For recordings and slides from talks given by CockroachDB founders and engineers, see Tech Talks.
This is an overview. For an in-depth discussion of the design and architecture, see the full design doc. For another quick design overview, see the CockroachDB tech talk slides.
CockroachDB is a distributed SQL database built on top of a transactional and consistent key:value store. The primary design goals are support for ACID transactions, horizontal scalability and survivability, hence the name. CockroachDB implements a Raft consensus algorithm for consistency. It aims to tolerate disk, machine, rack, and even datacenter failures with minimal latency disruption and no manual intervention. CockroachDB nodes (RoachNodes) are symmetric; a design goal is homogeneous deployment (one binary) with minimal configuration.
CockroachDB implements a single, monolithic sorted map from key to value
where both keys and values are byte strings (not unicode). CockroachDB
scales linearly (theoretically up to 4 exabytes (4E) of logical
data). The map is composed of one or more ranges and each range is
backed by data stored in RocksDB (a variant of LevelDB), and is
replicated to a total of three or more CockroachDB servers. Ranges are
defined by start and end keys. Ranges are merged and split to maintain
total byte size within a globally configurable min/max size
interval. Range sizes default to target 64M in order to facilitate
quick splits and merges and to distribute load at hotspots within a
key range. Range replicas are intended to be located in disparate
datacenters for survivability (e.g. { US-East, US-West, Japan }
, { Ireland, US-East, US-West}
, { Ireland, US-East, US-West, Japan, Australia }
).
Single mutations to ranges are mediated via an instance of a distributed consensus algorithm to ensure consistency. We’ve chosen to use the Raft consensus algorithm. All consensus state is stored in RocksDB.
A single logical mutation may affect multiple key/value pairs. Logical mutations have ACID transactional semantics. If all keys affected by a logical mutation fall within the same range, atomicity and consistency are guaranteed by Raft; this is the fast commit path. Otherwise, a non-locking distributed commit protocol is employed between affected ranges.
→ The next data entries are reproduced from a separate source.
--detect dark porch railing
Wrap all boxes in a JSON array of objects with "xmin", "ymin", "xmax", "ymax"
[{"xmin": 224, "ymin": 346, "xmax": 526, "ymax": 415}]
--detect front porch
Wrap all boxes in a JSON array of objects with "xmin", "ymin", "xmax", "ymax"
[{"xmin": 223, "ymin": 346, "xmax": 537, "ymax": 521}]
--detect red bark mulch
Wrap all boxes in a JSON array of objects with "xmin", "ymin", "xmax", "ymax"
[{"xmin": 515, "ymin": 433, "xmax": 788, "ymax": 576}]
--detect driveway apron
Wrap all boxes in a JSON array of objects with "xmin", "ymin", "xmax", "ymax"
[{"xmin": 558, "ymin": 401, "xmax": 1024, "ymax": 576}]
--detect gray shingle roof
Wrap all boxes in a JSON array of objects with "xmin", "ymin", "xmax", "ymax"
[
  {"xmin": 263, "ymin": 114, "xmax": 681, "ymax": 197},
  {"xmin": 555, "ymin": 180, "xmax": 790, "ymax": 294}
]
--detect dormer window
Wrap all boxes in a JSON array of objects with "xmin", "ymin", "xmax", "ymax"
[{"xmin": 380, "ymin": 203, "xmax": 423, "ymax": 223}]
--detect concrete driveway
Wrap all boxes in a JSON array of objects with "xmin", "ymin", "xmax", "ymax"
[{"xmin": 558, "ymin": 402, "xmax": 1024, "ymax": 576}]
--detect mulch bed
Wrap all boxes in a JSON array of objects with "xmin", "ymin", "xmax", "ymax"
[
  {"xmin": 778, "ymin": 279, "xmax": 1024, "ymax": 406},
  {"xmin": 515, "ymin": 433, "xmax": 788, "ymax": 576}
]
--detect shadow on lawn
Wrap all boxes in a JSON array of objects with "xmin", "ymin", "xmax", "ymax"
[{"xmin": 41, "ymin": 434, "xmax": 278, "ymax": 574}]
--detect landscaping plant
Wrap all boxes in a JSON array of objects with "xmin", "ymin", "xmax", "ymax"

CockroachDB provides snapshot isolation (SI) and serializable snapshot isolation (SSI) semantics, allowing externally consistent, lock-free reads and writes--both from an historical snapshot timestamp and from the current wall clock time. SI provides lock-free reads and writes but still allows write skew. SSI eliminates write skew, but introduces a performance hit in the case of a contentious system. SSI is the default isolation; clients must consciously decide to trade correctness for performance. CockroachDB implements a limited form of linearalizability, providing ordering for any observer or chain of observers.
Similar to Spanner directories, CockroachDB allows configuration of arbitrary zones of data. This allows replication factor, storage device type, and/or datacenter location to be chosen to optimize performance and/or availability. Unlike Spanner, zones are monolithic and don’t allow movement of fine grained data on the level of entity groups.